Arctic Ant vs Lameere's Longhorn
Side-by-side species comparison
| Attribute | Arctic Ant | Lameere's Longhorn |
|---|---|---|
| Scientific Name | Leptothorax acervorum | Chloridolum lameerei |
| Order | Hymenoptera | Coleoptera |
| Family | Formicidae | Cerambycidae |
| Size | 2-4 mm | 20-30 mm |
| Habitat | Forests | Forests |
| Diet | Scavengers | Wood Feeders |
| Regions | Scandinavia, Finland, northern Russia, subarctic Canada, Alaska | Philippines (Mindanao) |
| Conservation | Least Concern | Data Deficient |
Arctic Ant
A tiny, reddish-brown ant that forms small colonies under stones and in wood crevices in boreal and subarctic regions.
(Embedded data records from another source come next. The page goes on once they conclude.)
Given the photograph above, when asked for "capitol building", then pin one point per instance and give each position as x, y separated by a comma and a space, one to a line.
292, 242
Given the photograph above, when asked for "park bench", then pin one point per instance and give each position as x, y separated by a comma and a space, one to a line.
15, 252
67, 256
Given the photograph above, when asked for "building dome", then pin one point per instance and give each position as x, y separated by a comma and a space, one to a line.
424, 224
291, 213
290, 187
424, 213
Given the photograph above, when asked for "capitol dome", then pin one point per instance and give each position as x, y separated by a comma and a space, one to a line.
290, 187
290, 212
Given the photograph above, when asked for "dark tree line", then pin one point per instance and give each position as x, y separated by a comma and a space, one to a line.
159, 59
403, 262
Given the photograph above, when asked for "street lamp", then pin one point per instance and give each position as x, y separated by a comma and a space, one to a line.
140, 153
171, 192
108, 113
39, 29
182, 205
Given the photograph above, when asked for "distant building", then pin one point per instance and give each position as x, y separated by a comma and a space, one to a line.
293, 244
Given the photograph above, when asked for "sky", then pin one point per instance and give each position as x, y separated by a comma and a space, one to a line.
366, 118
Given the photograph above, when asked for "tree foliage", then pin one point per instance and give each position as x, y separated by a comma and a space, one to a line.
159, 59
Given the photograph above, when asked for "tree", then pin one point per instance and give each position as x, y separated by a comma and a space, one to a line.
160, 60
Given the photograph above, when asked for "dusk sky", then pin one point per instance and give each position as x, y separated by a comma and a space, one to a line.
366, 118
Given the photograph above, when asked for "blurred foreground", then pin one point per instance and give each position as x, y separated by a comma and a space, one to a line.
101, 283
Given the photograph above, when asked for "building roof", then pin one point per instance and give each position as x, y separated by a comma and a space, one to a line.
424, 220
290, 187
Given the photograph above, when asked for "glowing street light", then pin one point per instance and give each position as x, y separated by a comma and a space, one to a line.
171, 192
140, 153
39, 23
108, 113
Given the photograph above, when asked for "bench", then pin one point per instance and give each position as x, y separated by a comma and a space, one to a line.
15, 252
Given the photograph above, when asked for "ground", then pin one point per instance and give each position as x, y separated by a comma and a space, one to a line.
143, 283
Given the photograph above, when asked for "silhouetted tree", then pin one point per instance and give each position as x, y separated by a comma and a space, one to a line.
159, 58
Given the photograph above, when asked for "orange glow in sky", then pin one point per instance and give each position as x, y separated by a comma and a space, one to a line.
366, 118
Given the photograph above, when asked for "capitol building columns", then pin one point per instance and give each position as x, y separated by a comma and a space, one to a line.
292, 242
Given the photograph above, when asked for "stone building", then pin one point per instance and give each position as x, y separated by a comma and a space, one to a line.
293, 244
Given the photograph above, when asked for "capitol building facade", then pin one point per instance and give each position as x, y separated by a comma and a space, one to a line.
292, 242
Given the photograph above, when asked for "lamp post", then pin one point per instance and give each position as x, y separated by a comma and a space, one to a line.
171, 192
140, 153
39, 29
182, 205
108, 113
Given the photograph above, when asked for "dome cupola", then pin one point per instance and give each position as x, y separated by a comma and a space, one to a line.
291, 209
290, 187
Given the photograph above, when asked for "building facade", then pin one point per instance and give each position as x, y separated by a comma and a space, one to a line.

Colonies are small, often containing fewer than 100 workers. It is one of the most cold-tolerant ant species.
Did You Know?
This ant can survive being frozen at temperatures down to minus 20 degrees Celsius by producing glycerol as a natural antifreeze.
Lameere's Longhorn
A rare metallic blue-green cerambycid described from the forests of Mindanao in the Philippines. It is known from very few museum specimens. The pronotum bears conspicuous lateral spines.
Did You Know?
Named after the Belgian entomologist Auguste Lameere, who monographed the Prioninae subfamily.